While one trilogy for teens ends, another begins. Rites of Passage: Borderland (Oxford University Press, £4.99) is the first of a new trilogy by young Oxford author Rhiannon Lassiter.
According to the blurb, these books will appeal to fans of Buffy the Vampire Slayer, but Borderland lacks that magnificent show's wit and charm. The central conceit - that four teenagers find their way into another world where they develop unique, sometimes magical alter-egos - is promising, but pretentious writing and a reliance on fantasy-novel cliché make this one to avoid.
Jennifer Donnelly's excellent début novel, A Gathering Light (Bloomsbury, £12.99), is based on the true story of Grace Brown, who was pregnant when she was murdered by her lover in a mountain resort town in 1906.

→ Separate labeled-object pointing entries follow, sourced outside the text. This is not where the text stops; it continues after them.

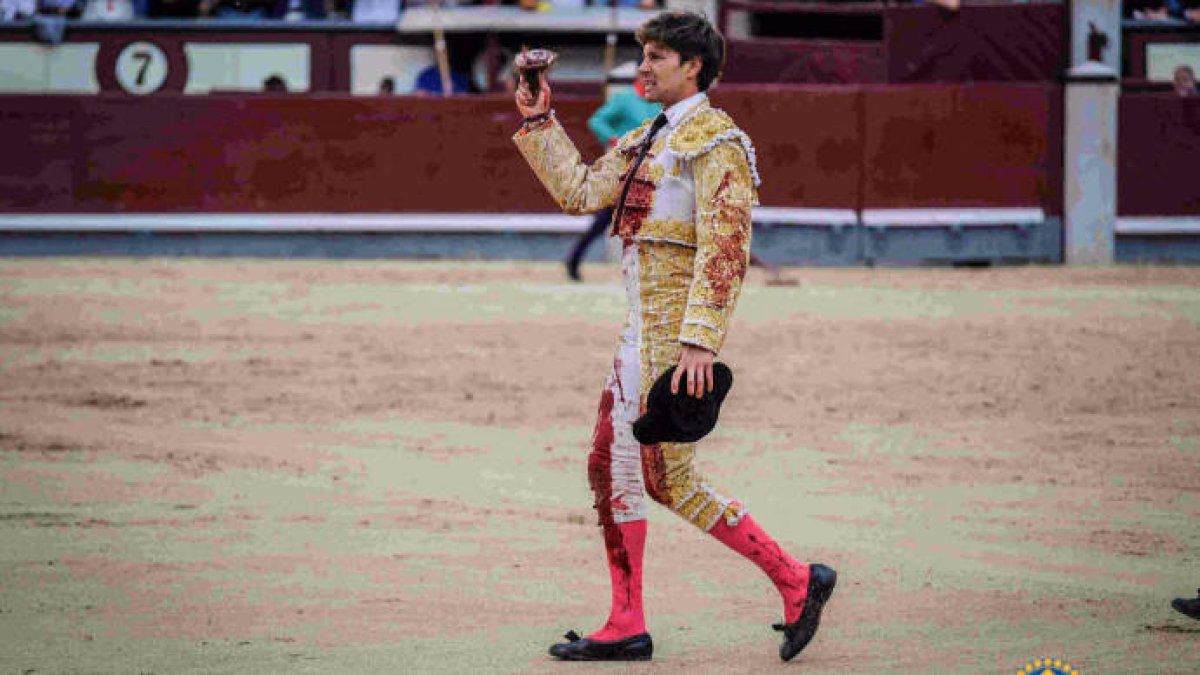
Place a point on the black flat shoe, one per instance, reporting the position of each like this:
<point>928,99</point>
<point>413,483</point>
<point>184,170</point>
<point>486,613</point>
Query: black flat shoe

Donnelly tells the story of this famous case from the viewpoint of Mattie Gokey, a smart 16-year-old girl who's working in the resort to earn money that could take her all the way to New York City - and college. Beautifully written and peopled by utterly convincing characters, A Gathering Light is a summer must-read.
Also hoping to go to college is Raven Jefferson, resident of the Brooklyn housing projects and the heroine of Janet McDonald's Spellbound (Collins Flamingo, £4.99). Forced to drop out of high school after she becomes pregnant, Raven is offered a second chance at college when her successful older sister tells her about a spelling competition that could snag her a scholarship.
Raven's journey out of the ghetto is funny, sad and hopeful, and by the time she finally takes part in the competition, you'll want to cheer her through every round. That's the best thing about underdog heroes - it means a lot more when they finally win.